Details of Railway Accidents in the Ottawa Area



1913, June 25 - Derailment of a Canadian Pacific passenger train at McKellar near Ottawa.





A Winnipeg bound Canadian Pacific passenger train, the Imperial Limited, was derailed at McKellar (Westboro), near Britannia, on the Carleton Place subdivision.  Eleven people were killed and 40 were injured in this accident which was caused when a track crew had not completed repairs.  Three colonist, one first class, one tourist and one dining car were derailed, several lying close to the Ottawa River.  All the dead and practically all the injured were immigrants, principally from the British isles.


LAC PA 206027


LAC PA 25111 Samuel Jarvis collection

Ottawa Journal Thursday 26 June 1913

Saw Train Wrecked; Tells Thrilling Story of the Scenes After the Crash
Westboro Resident was Watching Express from Electric Car
Four Coaches Suddenly Jumped Outwards Into the River - Terrible Scenes Immediately Followed.
Mr. H. Hill, of Westboro, witnessed the wreck. Mr. Hill and his wife had taken a car ride to Britannia. He says: "Returning, when near McKellar Townsite, between McKellar homestead and Mason's mill. I noticed the train coming. Two track-layers had just stood aside to allow the train to pass when suddenly four coaches upset. Two fell inwards and two outwards into the Ottawa River.  The two which upset towards the shore side of the tracks fell on the two track men.

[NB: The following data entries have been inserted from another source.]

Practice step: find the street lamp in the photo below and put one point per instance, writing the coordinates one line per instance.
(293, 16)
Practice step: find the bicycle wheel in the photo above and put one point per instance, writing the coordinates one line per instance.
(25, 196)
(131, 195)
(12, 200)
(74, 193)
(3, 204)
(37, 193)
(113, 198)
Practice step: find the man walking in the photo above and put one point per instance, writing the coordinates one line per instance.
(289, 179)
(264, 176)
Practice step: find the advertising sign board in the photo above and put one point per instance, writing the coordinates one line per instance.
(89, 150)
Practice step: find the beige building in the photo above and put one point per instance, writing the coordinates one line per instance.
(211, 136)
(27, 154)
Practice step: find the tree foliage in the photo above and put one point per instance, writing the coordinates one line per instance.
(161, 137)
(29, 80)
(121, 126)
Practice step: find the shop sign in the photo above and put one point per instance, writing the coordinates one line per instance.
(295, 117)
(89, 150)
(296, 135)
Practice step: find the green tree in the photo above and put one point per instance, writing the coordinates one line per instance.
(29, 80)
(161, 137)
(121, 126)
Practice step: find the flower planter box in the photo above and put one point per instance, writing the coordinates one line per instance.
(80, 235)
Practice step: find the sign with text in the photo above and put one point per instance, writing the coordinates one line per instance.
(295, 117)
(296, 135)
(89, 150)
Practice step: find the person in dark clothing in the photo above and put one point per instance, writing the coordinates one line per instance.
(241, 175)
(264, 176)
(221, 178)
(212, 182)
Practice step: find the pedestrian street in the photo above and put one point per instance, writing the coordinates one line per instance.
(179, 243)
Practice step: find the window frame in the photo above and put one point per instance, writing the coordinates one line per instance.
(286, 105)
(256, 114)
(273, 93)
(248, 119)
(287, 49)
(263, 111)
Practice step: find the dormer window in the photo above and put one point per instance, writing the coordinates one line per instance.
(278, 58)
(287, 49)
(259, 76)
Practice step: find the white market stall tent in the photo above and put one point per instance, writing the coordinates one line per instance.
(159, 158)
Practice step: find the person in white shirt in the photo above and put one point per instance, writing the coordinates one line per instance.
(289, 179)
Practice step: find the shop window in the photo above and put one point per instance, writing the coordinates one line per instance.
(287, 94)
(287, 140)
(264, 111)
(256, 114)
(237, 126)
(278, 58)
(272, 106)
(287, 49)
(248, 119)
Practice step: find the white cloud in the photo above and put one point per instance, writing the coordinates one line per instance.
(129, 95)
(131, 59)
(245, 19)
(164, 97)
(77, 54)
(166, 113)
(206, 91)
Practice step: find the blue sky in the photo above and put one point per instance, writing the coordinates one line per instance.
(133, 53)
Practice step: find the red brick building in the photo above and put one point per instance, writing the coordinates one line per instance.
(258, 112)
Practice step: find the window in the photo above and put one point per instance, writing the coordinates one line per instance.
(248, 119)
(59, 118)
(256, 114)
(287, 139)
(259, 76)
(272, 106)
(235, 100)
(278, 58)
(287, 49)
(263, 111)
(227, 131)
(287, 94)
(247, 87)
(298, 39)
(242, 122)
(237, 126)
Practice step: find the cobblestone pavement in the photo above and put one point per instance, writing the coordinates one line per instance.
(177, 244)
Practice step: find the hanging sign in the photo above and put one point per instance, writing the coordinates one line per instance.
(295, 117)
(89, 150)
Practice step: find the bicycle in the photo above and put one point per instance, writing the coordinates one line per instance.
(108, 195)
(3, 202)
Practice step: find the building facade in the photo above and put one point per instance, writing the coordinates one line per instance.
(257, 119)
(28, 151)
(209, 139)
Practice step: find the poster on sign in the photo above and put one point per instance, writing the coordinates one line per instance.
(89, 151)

They must have been killed.
"The engine and first three coaches and the last two did not leave the rails. The engine and first three coaches broke away from the wreck and went forward. Then the last coach of the three broke loose again from the engine and front two cars. The last two coaches stood on the track. They did not telescope. Two of the cars, the ones which fell inwards, buckled and fell nearly lengthwise. We got one man out from right underneath one of these cars. His chest was badly mangled and he died immediately afterward without gaining consciousness.
Cars in Water
"The cars in the river were only half submerged and when the rescue party arrived we broke in the windows and commenced to pull out the people in these cars'"
"Some of the dead came from these cars. Whether they were pinned down and drowned in that way, I do not know. They may have been stunned and drowned in this manner.
The first people we took out of the cars on the bank were a man and a boy with their hands badly injured. They were placed in the ambulance and hurried to the hospital. The first doctors to arrive on the scene were Dr. I.G. Smith and Dr. Kidd.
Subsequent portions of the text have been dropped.